The sentiment was raised last week by council President Bart Kounovsky and council member Cari Hermacinski when the council agreed to donate $15,000 to the college to gain naming rights to a conference room in the Alpine Campus' new academic center.

Hermacinski and Kounovsky voted against the donation and questioned what progress city officials had made in developing a partnership with CMC to run the Yellow Line.

Collaborative effort

Flint and Public Works Director Chuck Anderson met Tuesday morning with City Council member Sonja Macys to discuss the Yellow Line and the changes that could be adopted to make it more efficient and cost effective.

They also mapped out what they hope will become a collaborative effort to arrive at a long-term solution for its operation.

The city has identified CMC, Horizons Specialized Services, the Yampa Valley Housing Authority and the Steamboat Springs School District as the major partners it will work with to develop a long-term solution to run the Yellow Line.

“We're planning to take the next couple of weeks and go out and talk to some of these people who have an interest in the Yellow Line and see if we can come up with a coalition that can work together on this issue,” Macys said. “The idea is not like we're going to go knock on doors saying, 'Hey, this is your fair share; Write us a check.'”

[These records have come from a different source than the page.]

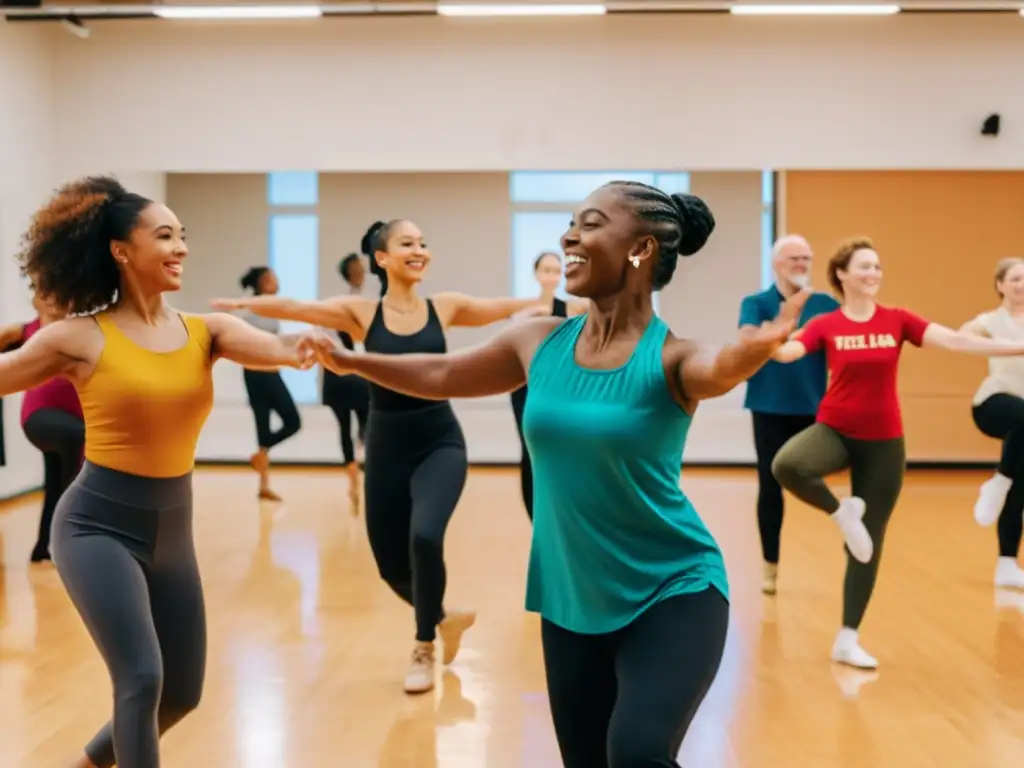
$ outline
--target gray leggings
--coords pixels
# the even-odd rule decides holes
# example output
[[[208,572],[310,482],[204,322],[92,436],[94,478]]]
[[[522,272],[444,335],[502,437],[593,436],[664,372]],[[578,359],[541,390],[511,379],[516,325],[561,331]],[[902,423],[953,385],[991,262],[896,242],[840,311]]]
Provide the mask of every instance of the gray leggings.
[[[51,549],[114,688],[114,717],[85,753],[99,768],[158,768],[160,734],[199,704],[206,669],[191,473],[86,462],[57,505]]]

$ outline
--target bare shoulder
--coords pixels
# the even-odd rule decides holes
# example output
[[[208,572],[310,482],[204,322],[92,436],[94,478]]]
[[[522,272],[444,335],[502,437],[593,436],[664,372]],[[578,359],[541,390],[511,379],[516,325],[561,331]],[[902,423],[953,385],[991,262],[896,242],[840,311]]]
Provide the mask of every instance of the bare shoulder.
[[[566,321],[564,317],[543,315],[519,320],[503,328],[500,336],[510,344],[519,355],[524,371],[530,370],[533,356],[552,331]]]
[[[693,339],[680,339],[670,331],[661,349],[661,360],[666,367],[677,367],[691,355],[699,354],[706,345]]]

Macys said she would prefer the city and the major users of the Yellow Line work together to instead apply for grants to support the free bus service.

“What we're talking about is much broader than just CMC,” Macys said.

To reach Scott Franz, call 970-871-4210 or email scottfranz@SteamboatToday.com


George Krawzoff 2 years, 8 months ago

Please use the following arguments with the City Council and then, if necessary, with the CDOT and FTA, the granting agencies for SST:

  1. Environmental Justice. Past and future grants require that the transit system be designed and operated without discriminating against the poor neighborhoods. For example, SST cannot routinely assign the oldest, shabbiest buses to poorer neighborhoods. SST cannot balance it's operating budget by cutting the services to those least able to find alternatives.

  2. Economic Justice. If the City finds it necessary to ask CMC or any Yellow Line customers for funding, it should also do so for customers on the other routes. The Skiing Company, lodging companies and downtown businesses derive large financial benefits and "their" routes, while perhaps costing less on a per passenger basis, cost much more to operate. The YVMC should pay.

  3. Access to significant community facilities. SST planning included transit plans on file with the FTA and CDOT. The system must provide reasonable access to important community facilities such as the college and hospital. Summarily cutting off the college route, because of a cost per passenger analysis for this single route, is incorrect.

  4. Seeking "efficiency" on this route by itself is an impossible task. Certainly SST should advertise and make operating adjustments which improve the service but it's absurd to imagine that the Yellow Line will haul volumes akin to peak tourist season traffic to the ski area. Do not promise to achieve impossible efficiencies since you will only postpone and rationalize suspension of service another season down the road.

  5. Service to the college has been a part of SST since it's inception. Why would it be the first route to suffer cuts?

  6. SST has been highly successful in obtaining grants already. The community received $22 million in grants during my tenure, 1996-2007. SST should still be receiving an annual operating grant through CDOT in excess of $300,000. Do not expect to find additional grants solely for the Yellow Line. Cutting the Yellow Line without being careful about grant representations may cost more in grant losses than you've cut in the budget.

  7. Regional bus service subsidies should be reviewed as part of the efficiency discussion.

I am not available to attend the meeting but welcome questions.